Pisciculture quand tu nous tiens !
Il vit entouré de ses 35 étangs parsemés tout autour de sa maison sur pilotis elle même posée dans les Landes à la limite du Gers, dans la région que l’on nomme le Bas Armagnac, Alain Faget élève des poissons depuis plus de 40 ans ! Ce dentiste passionné (aujourd’hui à la retraite) a eu à cœur, durant toute sa carrière, de créer et maintenir un écosystème au milieu de cultures : un oasis au milieu des maïs !
The Forest Time a voulu en savoir un peu plus sur cette pratique exigeante qu’est la pisciculture.
Alain Faget, quand on parle du Gers on pense plutôt à l’élevage de canards non ?
Il y a une forte tradition de pisciculture dans le Bas-Armagnac. Les étangs sont très anciens et remontent, pour certains au XVIIème siècle. Bien avant les chinois, les moines avaient notamment initié l’élevage de carpes et de tanches.

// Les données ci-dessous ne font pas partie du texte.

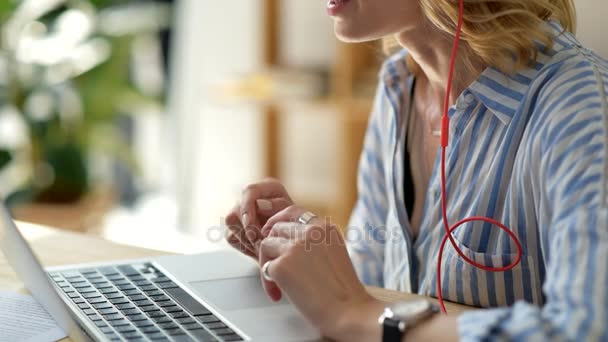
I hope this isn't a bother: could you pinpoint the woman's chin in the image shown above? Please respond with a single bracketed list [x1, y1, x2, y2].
[334, 23, 378, 43]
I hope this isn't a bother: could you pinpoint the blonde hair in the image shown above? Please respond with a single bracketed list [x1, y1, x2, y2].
[384, 0, 576, 73]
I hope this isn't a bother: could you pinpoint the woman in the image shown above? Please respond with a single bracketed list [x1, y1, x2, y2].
[226, 0, 608, 341]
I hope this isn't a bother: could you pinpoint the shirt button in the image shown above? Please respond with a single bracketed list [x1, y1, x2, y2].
[464, 94, 475, 105]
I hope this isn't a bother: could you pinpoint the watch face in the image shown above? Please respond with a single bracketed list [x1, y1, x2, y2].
[390, 299, 431, 320]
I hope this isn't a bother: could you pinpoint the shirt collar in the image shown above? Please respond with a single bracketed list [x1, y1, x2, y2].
[380, 21, 577, 125]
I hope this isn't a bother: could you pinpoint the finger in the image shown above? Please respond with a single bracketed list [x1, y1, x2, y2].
[268, 222, 306, 240]
[262, 205, 306, 236]
[256, 197, 292, 217]
[224, 205, 256, 255]
[259, 237, 290, 301]
[240, 179, 286, 229]
[226, 232, 258, 259]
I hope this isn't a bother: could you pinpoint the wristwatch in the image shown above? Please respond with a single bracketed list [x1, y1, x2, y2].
[378, 299, 439, 342]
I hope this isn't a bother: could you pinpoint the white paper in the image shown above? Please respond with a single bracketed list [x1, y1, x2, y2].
[0, 292, 66, 342]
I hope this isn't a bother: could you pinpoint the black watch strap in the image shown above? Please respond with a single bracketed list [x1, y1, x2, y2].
[382, 318, 403, 342]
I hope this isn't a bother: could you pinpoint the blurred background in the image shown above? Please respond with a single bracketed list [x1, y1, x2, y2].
[0, 0, 608, 253]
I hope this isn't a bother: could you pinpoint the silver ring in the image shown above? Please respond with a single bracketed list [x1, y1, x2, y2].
[298, 211, 317, 224]
[262, 260, 274, 281]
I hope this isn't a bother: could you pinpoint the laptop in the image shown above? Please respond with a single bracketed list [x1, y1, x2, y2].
[0, 204, 320, 342]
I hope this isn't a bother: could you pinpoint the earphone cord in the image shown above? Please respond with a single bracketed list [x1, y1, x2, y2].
[437, 0, 522, 314]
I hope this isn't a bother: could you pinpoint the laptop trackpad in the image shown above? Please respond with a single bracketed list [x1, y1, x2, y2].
[190, 276, 288, 311]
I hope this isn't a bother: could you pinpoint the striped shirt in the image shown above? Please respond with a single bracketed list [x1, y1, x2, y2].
[347, 22, 608, 340]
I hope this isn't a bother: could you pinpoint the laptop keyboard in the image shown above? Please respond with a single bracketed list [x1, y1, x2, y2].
[49, 264, 243, 342]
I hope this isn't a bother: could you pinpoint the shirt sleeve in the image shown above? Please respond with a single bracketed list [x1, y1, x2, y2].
[346, 84, 388, 286]
[459, 63, 608, 341]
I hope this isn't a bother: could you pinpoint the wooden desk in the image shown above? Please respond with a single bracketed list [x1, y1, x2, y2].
[0, 222, 467, 341]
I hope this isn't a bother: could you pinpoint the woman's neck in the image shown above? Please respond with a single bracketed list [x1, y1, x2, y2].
[395, 24, 485, 104]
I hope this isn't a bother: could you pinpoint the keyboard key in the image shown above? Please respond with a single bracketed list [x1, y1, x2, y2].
[127, 314, 148, 322]
[116, 303, 135, 310]
[169, 311, 190, 318]
[156, 300, 175, 308]
[93, 302, 113, 310]
[77, 286, 97, 294]
[196, 315, 220, 323]
[103, 313, 124, 321]
[176, 317, 196, 324]
[89, 314, 103, 322]
[150, 294, 169, 302]
[112, 279, 131, 285]
[182, 323, 205, 330]
[97, 267, 118, 276]
[131, 277, 152, 286]
[156, 281, 177, 289]
[166, 288, 210, 316]
[158, 322, 179, 330]
[105, 292, 124, 299]
[78, 303, 91, 310]
[99, 287, 118, 295]
[146, 310, 167, 318]
[122, 331, 142, 340]
[141, 326, 160, 335]
[139, 285, 156, 293]
[82, 309, 97, 315]
[99, 308, 119, 315]
[144, 288, 165, 296]
[190, 329, 217, 342]
[117, 265, 139, 275]
[116, 325, 137, 333]
[133, 320, 156, 330]
[87, 297, 108, 304]
[129, 294, 148, 300]
[171, 335, 194, 342]
[122, 308, 141, 316]
[165, 328, 186, 336]
[163, 305, 184, 312]
[144, 331, 165, 340]
[61, 271, 80, 279]
[72, 297, 85, 304]
[93, 315, 108, 328]
[122, 289, 142, 296]
[133, 299, 154, 306]
[139, 305, 158, 312]
[109, 318, 130, 327]
[82, 291, 101, 299]
[106, 333, 120, 341]
[213, 328, 234, 336]
[110, 297, 129, 304]
[127, 273, 146, 281]
[205, 322, 226, 330]
[152, 277, 171, 283]
[152, 316, 173, 324]
[116, 284, 135, 291]
[99, 326, 114, 334]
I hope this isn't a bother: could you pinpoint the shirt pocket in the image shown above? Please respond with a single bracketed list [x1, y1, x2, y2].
[435, 240, 542, 307]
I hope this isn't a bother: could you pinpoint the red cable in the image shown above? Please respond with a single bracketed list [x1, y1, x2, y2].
[437, 0, 522, 314]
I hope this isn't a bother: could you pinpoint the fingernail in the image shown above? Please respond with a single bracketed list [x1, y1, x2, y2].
[256, 199, 272, 211]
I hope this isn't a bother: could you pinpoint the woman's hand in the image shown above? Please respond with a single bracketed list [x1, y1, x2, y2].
[224, 179, 293, 259]
[259, 206, 383, 341]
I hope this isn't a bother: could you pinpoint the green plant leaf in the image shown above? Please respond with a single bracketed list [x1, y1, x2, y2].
[0, 150, 13, 170]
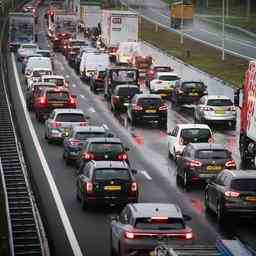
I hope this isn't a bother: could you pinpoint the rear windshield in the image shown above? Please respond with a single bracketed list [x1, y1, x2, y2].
[55, 113, 86, 123]
[135, 218, 185, 230]
[90, 142, 124, 154]
[231, 179, 256, 192]
[75, 132, 106, 140]
[118, 87, 140, 97]
[197, 149, 230, 159]
[207, 99, 233, 106]
[181, 128, 211, 143]
[94, 169, 131, 181]
[46, 91, 69, 101]
[159, 76, 180, 81]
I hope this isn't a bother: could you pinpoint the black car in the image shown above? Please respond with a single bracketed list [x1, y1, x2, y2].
[110, 84, 140, 112]
[205, 170, 256, 222]
[177, 143, 236, 187]
[76, 138, 129, 168]
[171, 81, 208, 106]
[76, 161, 138, 209]
[104, 66, 139, 101]
[127, 94, 168, 130]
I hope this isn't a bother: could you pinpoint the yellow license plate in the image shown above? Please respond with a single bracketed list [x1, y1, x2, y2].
[245, 196, 256, 203]
[104, 186, 121, 191]
[206, 165, 222, 171]
[145, 109, 156, 113]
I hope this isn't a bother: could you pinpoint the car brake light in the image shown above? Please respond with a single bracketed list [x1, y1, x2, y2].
[225, 159, 236, 168]
[224, 191, 240, 197]
[159, 105, 168, 111]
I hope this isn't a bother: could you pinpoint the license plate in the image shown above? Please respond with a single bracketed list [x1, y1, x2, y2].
[245, 196, 256, 203]
[145, 109, 156, 113]
[206, 165, 222, 171]
[104, 186, 121, 191]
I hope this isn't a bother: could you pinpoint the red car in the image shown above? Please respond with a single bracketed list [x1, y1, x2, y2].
[34, 87, 77, 122]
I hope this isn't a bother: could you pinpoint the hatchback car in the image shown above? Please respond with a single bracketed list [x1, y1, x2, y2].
[110, 84, 140, 113]
[76, 161, 139, 209]
[177, 143, 236, 187]
[194, 95, 237, 129]
[205, 170, 256, 222]
[110, 203, 194, 256]
[75, 138, 129, 168]
[171, 80, 208, 106]
[45, 108, 89, 142]
[149, 72, 180, 98]
[127, 94, 168, 129]
[63, 126, 110, 165]
[168, 124, 213, 160]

Napoléon III, au XIXème, avait fait répertorier cette catégorie de retenue d’eau. Il en existe encore un très grand nombre en France et nous ne sommes pas la région spécifique des étangs. La Brenne ou la Dombes avec son territoire aux milles étangs, sont des régions bien plus réputées notamment sur l’activité de pisciculture. Malgré tout, le Gers a toujours connu des étangs et j’ai tenu à maintenir la tradition.
En Alsace, la carpe est le plat traditionnel des fêtes de Pâques. On retrouve également ce poisson dans les fêtes juives ou bien encore en Allemagne.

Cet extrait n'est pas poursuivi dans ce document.